Likewise, Joseph Goebbels of Nazi Germany understood the incredible power of media; for, by exploiting all modern methods of propaganda he enabled Hitler to rise to power. Further, when Hitler did rise to power in 1933, Goebbels controlled the media so that the Germans received only the information and the interpretation of the information that put Hitler in a favorable light. In fact,Goebbels's propaganda machine was so powerful that people began to see Hitler as a minor god. Two of Goebbels's principles of propaganda are as follows:
Credibility alone must determine whether propaganda output should be true or false.
Propaganda must facilitate the displacement of aggression by specifying the targets for hatred.
Propaganda cannot immediately affect strong counter-tendencies; instead it must offer some form of action or diversion, or both
In the United States, major newspapers report the news, but often there is a political slant to what is reported and how it is reported. For this reasons, certain newspapers are considered more liberal that others while others are considered conservative. For example, the Chicago Tribune has long been a conservative paper. Here is one statement of its philosophy:
The Chicago Tribune believes in the traditional principles of limited government; maximum individual responsibility; minimum restriction of personal liberty, opportunity and enterprise. It believes in free markets, free will and freedom of expression. These principles, while traditionally conservative, are guidelines and not reflexive dogmas.

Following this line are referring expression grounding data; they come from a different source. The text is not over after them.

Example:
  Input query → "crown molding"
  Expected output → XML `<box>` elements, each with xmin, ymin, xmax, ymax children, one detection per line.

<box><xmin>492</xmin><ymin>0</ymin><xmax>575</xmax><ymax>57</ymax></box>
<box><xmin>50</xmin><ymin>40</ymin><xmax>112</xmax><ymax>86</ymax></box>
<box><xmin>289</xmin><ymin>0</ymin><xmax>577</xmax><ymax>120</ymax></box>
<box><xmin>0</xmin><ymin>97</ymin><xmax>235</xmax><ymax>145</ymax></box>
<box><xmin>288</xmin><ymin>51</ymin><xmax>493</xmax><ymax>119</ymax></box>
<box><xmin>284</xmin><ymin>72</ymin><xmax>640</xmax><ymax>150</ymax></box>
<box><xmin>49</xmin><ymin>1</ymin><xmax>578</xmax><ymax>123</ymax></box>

However, the Tribune broke precedent when it supported Barrack Obama for president in 2008 and, more surprisingly in 2012.
The New York Times, on the other hand, has been more liberal in its approach to the news.
The New York Times has not endorsed a Republican for president since Dwight D. Eisenhower in 1956; since that year it has endorsed every Democratic nominee.
Television news stations also are classified as liberal or conservative in their news "slants." Therefore, there is a perception that one receives from obtaining information from certain stations such as MSNBC, NBC, and FOXNEWS. Similarly, social media places opinions in a higher status than objective fact as does Hollywood often. With social media, even the uninformed have voices nowadays; another new facet effected by social media is that the unimportant can now become important if enough people express interest in it. Such media as UTube have proven their ability to create propaganda such as the conspiracy theory about the Conneticut school shooting.